Giugno 5, 2024 Irene Ivoi

Progettare relazioni responsabili nella gestione dei rifiuti

Diversi mesi fa, era il 2023, navigando e curiosando notizie su Linkedin, leggo un post di Paolo Contò che annuncia l’uscita imminente del suo libro “La gestione responsabile dei rifiuti”, ed. Linea Edizioni.

Sarebbe stato presentato ad Ecomondo e la sinossi recitava parole ghiotte che mi hanno davvero incuriosito.

Paolo, che conosco da decenni, nella sinossi parla infatti di rifiuti ma anche di modelli di gestione che funzionano a dispetto di altri perché agiscono su meccanismi – a volte inconsapevoli – di partecipazione delle persone.

Si chiama Modello Responsabile.

Che musica sentir parlare chi si occupa di gestione rifiuti di responsabilità, comportamenti, e attenzione alle persone.

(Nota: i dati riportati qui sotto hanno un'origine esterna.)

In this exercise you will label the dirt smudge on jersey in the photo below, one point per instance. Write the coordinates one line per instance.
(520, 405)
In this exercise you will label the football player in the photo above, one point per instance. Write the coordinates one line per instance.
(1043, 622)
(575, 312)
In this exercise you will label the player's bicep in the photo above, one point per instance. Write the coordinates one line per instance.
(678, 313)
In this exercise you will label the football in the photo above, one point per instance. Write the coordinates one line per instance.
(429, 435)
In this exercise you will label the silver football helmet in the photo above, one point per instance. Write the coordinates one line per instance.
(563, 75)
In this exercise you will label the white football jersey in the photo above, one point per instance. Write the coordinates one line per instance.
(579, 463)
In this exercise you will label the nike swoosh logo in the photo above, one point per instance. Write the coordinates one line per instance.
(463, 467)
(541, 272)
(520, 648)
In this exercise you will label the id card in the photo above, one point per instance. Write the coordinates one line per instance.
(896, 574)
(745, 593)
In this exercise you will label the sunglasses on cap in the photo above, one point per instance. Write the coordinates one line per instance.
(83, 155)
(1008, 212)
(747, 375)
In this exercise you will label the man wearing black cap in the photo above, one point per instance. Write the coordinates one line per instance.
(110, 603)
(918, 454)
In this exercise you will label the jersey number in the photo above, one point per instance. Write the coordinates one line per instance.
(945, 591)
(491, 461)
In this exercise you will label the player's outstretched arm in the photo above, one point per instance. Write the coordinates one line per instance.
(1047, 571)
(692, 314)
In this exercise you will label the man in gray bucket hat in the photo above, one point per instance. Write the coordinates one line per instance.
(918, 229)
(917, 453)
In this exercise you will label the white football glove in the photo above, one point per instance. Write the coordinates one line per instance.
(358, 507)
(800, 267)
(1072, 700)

Visto che è esattamente grazie a loro che gli sforzi organizzativi di un sistema comunale o sovracomunale di gestione della spazzatura producono effetti buoni, soddisfacenti o sufficienti.

Partecipai alla presentazione ad Ecomondo, affollata di amici che da tempo non rivedevo, tante facce familiari seppur tutti con diversi capelli bianchi in più sulla testa, e mi è venuta voglia di leggere questo libro e anche sentire poi Paolo per uno scambio di idee.

Abbiamo parlato, a partire dal suo libro di errori, quelli che io amo osservare perché le insidie e le correzioni necessarie e conseguenti da mettere a terra partono sempre dal cosa e perché sbagliamo.

Cosa ci spinge per esempio ad abbandonare sacchetti invece di osservare le regole di prelievo? Cosa ci rende soggetti fuori controllo e quindi fuori dalle regole in una società normalmente governata da relazioni sociali che dovrebbero orientarci in direzioni benvolute dai più?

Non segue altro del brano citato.